Scientists based in China, Australia and Britain scratched just 20cm below the surface of the dunes in the Badain Jaran desert, in western Inner Mongolia, and were stunned to find abundant moisture.
The discovery explains how these dunes, at up to 500m tall the highest in the world, can survive bone-dry, windy conditions.
"This water is likely to be acting as a cohesion agent, providing the dunes with resistance against wind erosion and transportation," the scientists wrote in the British weekly journal Nature yesterday.
Badain Jaran has just 40mm of rainfall a year, but evaporation from the dune is five times that amount.
The researchers say the source for the replenishment comes not from the 72 lakes that dot Badain Jaran's unique landscape.
The evidence is that it comes from snowmelt on Qilian Mountain, which lies 500km away to the southwest.
This precious water percolates through faults in the mountain's rocky roots and then seeps through deep carbonate layers, eventually reaching the dunes and the lakes.

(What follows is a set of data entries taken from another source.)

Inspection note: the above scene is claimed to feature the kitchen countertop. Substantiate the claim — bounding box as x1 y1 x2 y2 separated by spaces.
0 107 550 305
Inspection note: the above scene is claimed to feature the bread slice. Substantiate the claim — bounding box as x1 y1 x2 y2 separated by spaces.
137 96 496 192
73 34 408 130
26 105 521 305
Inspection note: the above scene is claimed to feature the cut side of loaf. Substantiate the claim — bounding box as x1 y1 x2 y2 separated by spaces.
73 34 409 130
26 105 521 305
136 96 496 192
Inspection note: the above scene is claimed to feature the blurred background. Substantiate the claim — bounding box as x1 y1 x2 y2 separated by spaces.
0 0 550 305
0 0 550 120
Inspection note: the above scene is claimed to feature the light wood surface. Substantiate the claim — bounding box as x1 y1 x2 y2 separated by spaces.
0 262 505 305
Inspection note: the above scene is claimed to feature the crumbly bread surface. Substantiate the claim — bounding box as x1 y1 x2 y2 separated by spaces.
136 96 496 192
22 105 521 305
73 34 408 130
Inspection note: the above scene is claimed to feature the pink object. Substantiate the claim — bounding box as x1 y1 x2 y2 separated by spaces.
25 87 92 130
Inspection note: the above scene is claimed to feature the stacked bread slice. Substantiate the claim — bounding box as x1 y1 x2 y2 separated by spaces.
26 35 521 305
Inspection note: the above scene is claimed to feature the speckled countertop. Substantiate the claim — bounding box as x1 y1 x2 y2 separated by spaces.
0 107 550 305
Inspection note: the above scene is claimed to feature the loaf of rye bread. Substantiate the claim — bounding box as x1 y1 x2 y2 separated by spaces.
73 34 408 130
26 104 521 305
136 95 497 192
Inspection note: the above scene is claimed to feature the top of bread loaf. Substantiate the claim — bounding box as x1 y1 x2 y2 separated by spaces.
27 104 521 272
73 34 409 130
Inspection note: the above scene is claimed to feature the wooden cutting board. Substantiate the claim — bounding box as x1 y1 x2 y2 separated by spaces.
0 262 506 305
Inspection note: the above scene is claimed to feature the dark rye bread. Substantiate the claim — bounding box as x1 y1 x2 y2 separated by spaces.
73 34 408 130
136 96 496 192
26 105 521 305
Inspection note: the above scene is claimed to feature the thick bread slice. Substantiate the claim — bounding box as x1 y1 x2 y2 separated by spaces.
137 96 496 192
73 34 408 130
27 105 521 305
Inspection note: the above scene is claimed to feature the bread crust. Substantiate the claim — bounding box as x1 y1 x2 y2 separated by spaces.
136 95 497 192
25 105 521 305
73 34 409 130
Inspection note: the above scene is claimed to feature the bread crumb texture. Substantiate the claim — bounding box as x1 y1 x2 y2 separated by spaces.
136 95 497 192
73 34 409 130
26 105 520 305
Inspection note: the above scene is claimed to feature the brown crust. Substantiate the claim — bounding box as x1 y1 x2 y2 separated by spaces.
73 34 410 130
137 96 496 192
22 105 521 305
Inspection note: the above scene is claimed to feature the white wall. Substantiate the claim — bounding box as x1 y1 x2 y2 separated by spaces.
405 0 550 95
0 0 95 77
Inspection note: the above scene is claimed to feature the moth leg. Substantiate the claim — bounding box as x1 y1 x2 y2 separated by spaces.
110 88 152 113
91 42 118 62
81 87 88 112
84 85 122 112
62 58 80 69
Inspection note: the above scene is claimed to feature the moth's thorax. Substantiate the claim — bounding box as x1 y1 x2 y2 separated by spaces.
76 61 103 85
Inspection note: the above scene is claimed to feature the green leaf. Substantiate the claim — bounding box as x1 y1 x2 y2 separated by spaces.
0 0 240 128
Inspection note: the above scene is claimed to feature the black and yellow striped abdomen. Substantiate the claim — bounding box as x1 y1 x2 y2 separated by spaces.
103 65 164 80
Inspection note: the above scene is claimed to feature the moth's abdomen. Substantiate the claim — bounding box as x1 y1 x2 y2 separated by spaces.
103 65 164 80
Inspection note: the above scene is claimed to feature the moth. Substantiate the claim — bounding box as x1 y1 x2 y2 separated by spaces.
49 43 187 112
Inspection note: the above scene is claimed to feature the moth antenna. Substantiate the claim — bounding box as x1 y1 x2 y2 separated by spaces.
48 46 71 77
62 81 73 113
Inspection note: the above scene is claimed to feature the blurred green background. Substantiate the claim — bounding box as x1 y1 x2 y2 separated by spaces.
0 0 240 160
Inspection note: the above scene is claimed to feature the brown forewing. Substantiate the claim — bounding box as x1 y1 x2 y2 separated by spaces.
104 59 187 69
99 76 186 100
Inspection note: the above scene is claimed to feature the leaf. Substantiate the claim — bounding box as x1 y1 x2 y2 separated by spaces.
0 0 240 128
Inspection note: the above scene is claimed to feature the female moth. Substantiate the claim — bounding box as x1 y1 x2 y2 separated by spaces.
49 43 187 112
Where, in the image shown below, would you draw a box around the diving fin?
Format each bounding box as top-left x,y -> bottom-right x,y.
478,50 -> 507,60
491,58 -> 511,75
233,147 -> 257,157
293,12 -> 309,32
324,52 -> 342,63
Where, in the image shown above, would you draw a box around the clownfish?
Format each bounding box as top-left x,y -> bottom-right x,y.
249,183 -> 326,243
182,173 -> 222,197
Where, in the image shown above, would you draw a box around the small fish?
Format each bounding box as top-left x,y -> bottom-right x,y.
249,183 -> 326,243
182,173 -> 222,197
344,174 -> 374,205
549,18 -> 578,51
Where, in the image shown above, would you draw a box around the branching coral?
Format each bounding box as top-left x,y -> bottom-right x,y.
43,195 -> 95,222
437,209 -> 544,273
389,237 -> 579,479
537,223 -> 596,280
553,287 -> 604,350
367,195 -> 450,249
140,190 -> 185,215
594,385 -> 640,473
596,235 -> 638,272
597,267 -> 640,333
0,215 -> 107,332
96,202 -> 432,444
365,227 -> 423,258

According to their calculation, 500 million cubic meters could be extracted from the desert ground-water every year.
That would make it a cheaper and more practical alternative to a proposed water-diversion project in areas north of Qilian Mountain, costing US$500 million, that would have an annual capacity of 25 million cubic meters.
The team, led by Ling Li at the University of Queensland and China's Hohai University in Nanjing, caution that the extraction would have to be done on a sustainable basis.
"Any resulting dune mobilization could severely affect the regional eco-environment," they said.